Hole diameter and tolerance for introduce a shaft

RE: Hole diameter and tolerance for introduce a shaft

To center your parts before welding fit like H11/h11 should be enough.

That will make hole 200 +0.250/-0.000, shaft 200 +0.000/-0.250

Don't take my word for it, wait for more responses smile

"For every expert there is an equal and opposite expert"
Arthur C. Clarke Profiles of the future

RE: Hole diameter and tolerance for introduce a shaft

jor1492, be aware your weld symbol indicates you expect a fillet weld on the inside of the shaft. You probably want to put the symbol on the side-view.

RE: Hole diameter and tolerance for introduce a shaft

(OP)
Thanks checkerhater but with that tolerance I think that the 2 pieces could be fabricated to the same dimension, and that case the shaft can not fit with the hole.

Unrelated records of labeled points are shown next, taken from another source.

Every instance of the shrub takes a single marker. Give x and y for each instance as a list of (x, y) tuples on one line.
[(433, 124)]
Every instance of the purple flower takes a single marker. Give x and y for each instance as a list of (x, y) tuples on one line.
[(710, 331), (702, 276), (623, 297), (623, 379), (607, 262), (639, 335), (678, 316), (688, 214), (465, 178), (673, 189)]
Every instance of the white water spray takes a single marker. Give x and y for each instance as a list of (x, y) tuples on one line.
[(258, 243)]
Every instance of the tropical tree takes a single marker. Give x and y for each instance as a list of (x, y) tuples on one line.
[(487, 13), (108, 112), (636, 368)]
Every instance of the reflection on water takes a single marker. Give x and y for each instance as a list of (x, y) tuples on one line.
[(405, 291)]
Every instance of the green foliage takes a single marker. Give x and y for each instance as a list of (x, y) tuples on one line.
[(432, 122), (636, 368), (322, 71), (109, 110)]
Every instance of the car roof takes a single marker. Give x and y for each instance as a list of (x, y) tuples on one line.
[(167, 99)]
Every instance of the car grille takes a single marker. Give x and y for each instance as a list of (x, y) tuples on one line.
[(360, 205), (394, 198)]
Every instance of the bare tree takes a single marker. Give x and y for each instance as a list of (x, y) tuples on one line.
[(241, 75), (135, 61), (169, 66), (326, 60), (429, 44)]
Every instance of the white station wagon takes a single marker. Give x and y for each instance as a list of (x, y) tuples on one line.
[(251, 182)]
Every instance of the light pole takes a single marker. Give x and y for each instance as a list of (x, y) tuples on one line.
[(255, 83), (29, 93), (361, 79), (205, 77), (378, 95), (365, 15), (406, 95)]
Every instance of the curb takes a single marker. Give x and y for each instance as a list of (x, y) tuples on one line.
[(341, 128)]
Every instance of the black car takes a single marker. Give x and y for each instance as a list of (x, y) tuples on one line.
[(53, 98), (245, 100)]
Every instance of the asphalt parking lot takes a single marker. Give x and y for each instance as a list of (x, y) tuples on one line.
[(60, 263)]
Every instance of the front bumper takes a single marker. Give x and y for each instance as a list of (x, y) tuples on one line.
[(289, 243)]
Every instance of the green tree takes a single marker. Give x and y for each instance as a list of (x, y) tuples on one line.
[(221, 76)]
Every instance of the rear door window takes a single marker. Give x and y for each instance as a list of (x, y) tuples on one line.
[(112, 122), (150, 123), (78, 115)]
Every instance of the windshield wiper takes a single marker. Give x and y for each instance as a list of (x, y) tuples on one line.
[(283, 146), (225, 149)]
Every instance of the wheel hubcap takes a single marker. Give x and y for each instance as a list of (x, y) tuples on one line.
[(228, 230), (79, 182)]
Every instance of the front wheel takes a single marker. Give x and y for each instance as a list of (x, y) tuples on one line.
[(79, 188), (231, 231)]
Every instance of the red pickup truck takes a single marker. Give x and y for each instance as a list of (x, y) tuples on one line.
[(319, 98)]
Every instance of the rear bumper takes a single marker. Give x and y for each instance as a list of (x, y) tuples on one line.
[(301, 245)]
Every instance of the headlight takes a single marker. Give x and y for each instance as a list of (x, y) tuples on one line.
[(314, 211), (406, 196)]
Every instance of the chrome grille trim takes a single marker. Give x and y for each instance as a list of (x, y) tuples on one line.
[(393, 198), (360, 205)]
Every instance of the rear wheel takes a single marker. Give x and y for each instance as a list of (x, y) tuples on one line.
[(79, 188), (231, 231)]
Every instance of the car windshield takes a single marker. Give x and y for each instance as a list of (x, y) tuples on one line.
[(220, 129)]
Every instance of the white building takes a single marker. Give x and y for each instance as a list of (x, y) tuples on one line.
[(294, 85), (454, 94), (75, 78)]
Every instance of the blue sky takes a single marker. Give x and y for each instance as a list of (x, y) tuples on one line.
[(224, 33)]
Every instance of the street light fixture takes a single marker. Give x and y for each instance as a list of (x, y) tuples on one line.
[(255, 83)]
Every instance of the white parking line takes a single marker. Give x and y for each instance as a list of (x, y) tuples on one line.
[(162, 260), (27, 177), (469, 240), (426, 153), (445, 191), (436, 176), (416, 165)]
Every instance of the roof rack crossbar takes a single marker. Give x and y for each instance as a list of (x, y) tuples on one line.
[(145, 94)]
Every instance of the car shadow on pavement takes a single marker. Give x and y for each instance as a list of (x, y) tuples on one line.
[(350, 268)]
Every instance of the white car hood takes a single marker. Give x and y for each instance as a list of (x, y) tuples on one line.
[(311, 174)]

thanks keyen by the observation.

RE: Hole diameter and tolerance for introduce a shaft

One thing to consider is that drawings typically define the characteristics of a product as delivered. In your case, there is no hole left in the plate to inspect after welding. So what you should specify instead are any dimensions/tolerances required by the finished product. And leave it up to your fabricator to figure out the best way to produce a product that conforms to your drawing requirements.

RE: Hole diameter and tolerance for introduce a shaft

As a point of interest - if the hole and shaft are exactly the same size the two parts will fit together. The reason such fits can appear to fail in actual parts is that there are errors in measurement that fail to detect that parts will interfere.

An example piece for honing/grinding capability that I came across once was a pin in a cylinder. There was a rubber plug to seal one end of the cylinder. It was easy to assemble the pin, put it part way into the cylinder and then seal the end with the plug. At that point the assembly could be set upright on the pin. The remaining air in the cylinder would act as a cushion and the cylinder could be spun freely, like a top, which it would do for a long time. At no point would air leak between the cylinder and the pin. The clearance between the two parts was on the order of a few millionths of an inch or less.

RE: Hole diameter and tolerance for introduce a shaft

H/h fits are quite frequently used in industry. In fact, in ANSI B4.2 standard there is a table with preffered limits and fits depending on desired application (below is a link to a document containg some data from that standard).

https://mdmetric.com/Ch6.8wGO.pdf

As always, real life is an art of making compromises. Too tight fit may cause issues during assembly (although often there are ways to deal with it by designing components properly). With too much loose between parts, there may be, for example, problems with potential unwanted perpendicularity error of the plate relative to the shaft axis.

In some cases, as tbuelna mentioned, the decision on the amount of considered loose may be left up to a fabricator. But in some cases it will not work - imagine that the components are delivered by two separate fabricators.

I guess only designer knows enough to choose the best option.

RE: Hole diameter and tolerance for introduce a shaft

Quote (3DDave)

As a point of interest - if the hole and shaft are exactly the same size the two parts will fit together.

Interesting question - if hole and shaft both pass respective GO gauges, shouldn't they fit?
Especially if the Rule 1 is in place. smile

"For every expert there is an equal and opposite expert"
Arthur C. Clarke Profiles of the future

RE: Hole diameter and tolerance for introduce a shaft

CH - it depends on how long the shaft has been out of the freezer and how long the plate was out of the oven. Not that I've ever heard of Inspectors placing certain parts on sunlit windowsills before measuring them. Or my favorite for slightly over sized holes - place a ball bearing on the hole and give a little tap with a hammer so the NO-GO gauge now no-goes.